Ainda decisiva para a robustez do filme é a presença do procurador-geral Robert H. Jackson, assegurada por um robusto Michael Shannon. E sobretudo quando encosta Göring à parede e o leva a proferir a frase em que justifica o seguimento de um lunático como Hitler: Ele fez-nos sentir, de novo, alemães. Sim, o eco nos dias de hoje é tremendo!
Vanderbilt recordou ainda que Russell Crowe também foi uma das razões para avançar: Enviei-lhe o guião há oito anos e ele aceitou logo. Sem condições. Acrescentou até que o ator neozelandês pretendia fazer a versão humana de Hermann Göring. E, para isso, investiu-se completamente. Aprendeu alemão e viajou muito pela Alemanha. Ele não precisa de fazer essa pesquisa, acrescentou, o que me atraiu foi o psiquiatra que tentou perceber qual a natureza do mal. Foi o que me cativou. Foi relevante na altura e é relevante hoje.
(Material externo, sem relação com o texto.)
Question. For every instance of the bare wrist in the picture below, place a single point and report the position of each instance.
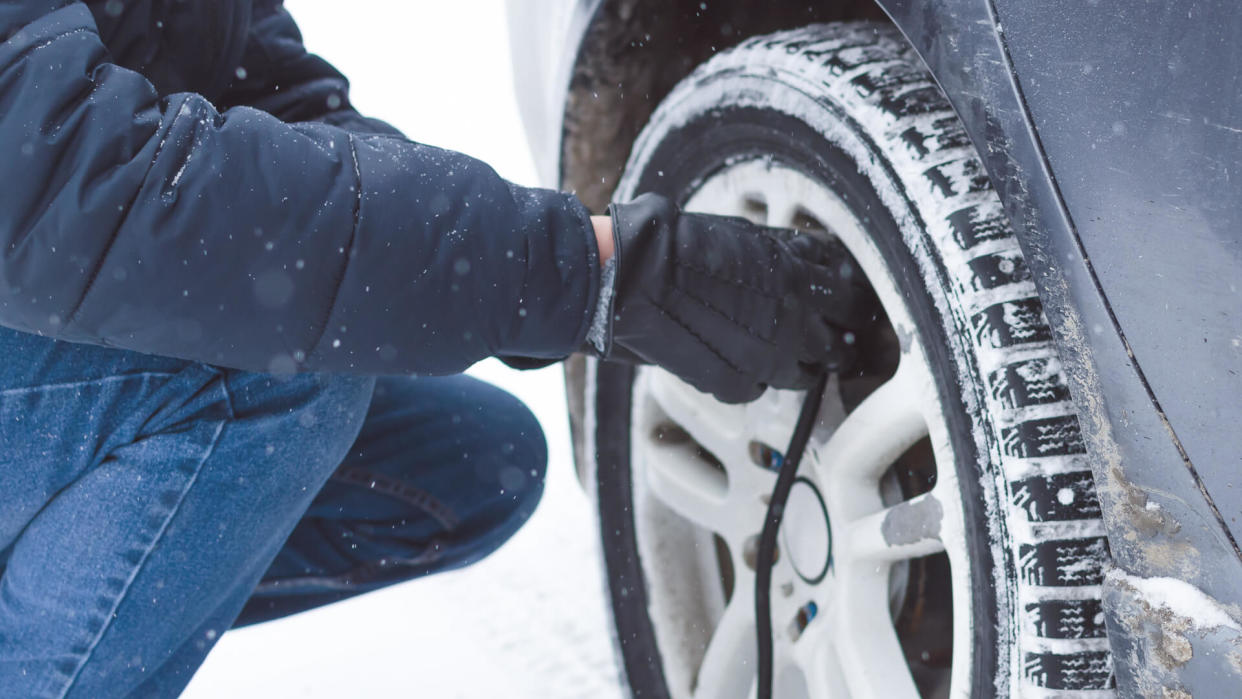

E, recordando “Zodiac”, afirmou que era também um filme sobre a natureza do medo. Algo que sempre me interessou. Tal como a condição humana. Aquilo que somos capazes de fazer. O questionamento faz parte do processo. E terminou com palavras de David Fincher, que lhe deixou a seguinte máxima: Os grandes filmes fazem perguntas e os maus dão todas as respostas. Não digo que este seja um grande filme, mas pelo menos tenta sê-lo.
Pense-se em Gaza, na Ucrânia (ou em outros locais). Talvez ainda possamos ouvir Burt Lancaster, quando se vira para a câmara e formula a pergunta, em 1961, em “O Julgamento de Nuremberga” (1961), de Stanley Kramer: Onde estávamos nós quando Hitler começou a destilar o seu ódio no Reichstag? E onde estávamos quando os nossos vizinhos começaram a ser levados, à noite, para Dachau?
(O filme tem estreia americana marcada para dia 7 de novembro; os Julgamentos de Nuremberga iniciaram-se a 20 de novembro de 1945 e terminaram a 1 de outubro de 1946).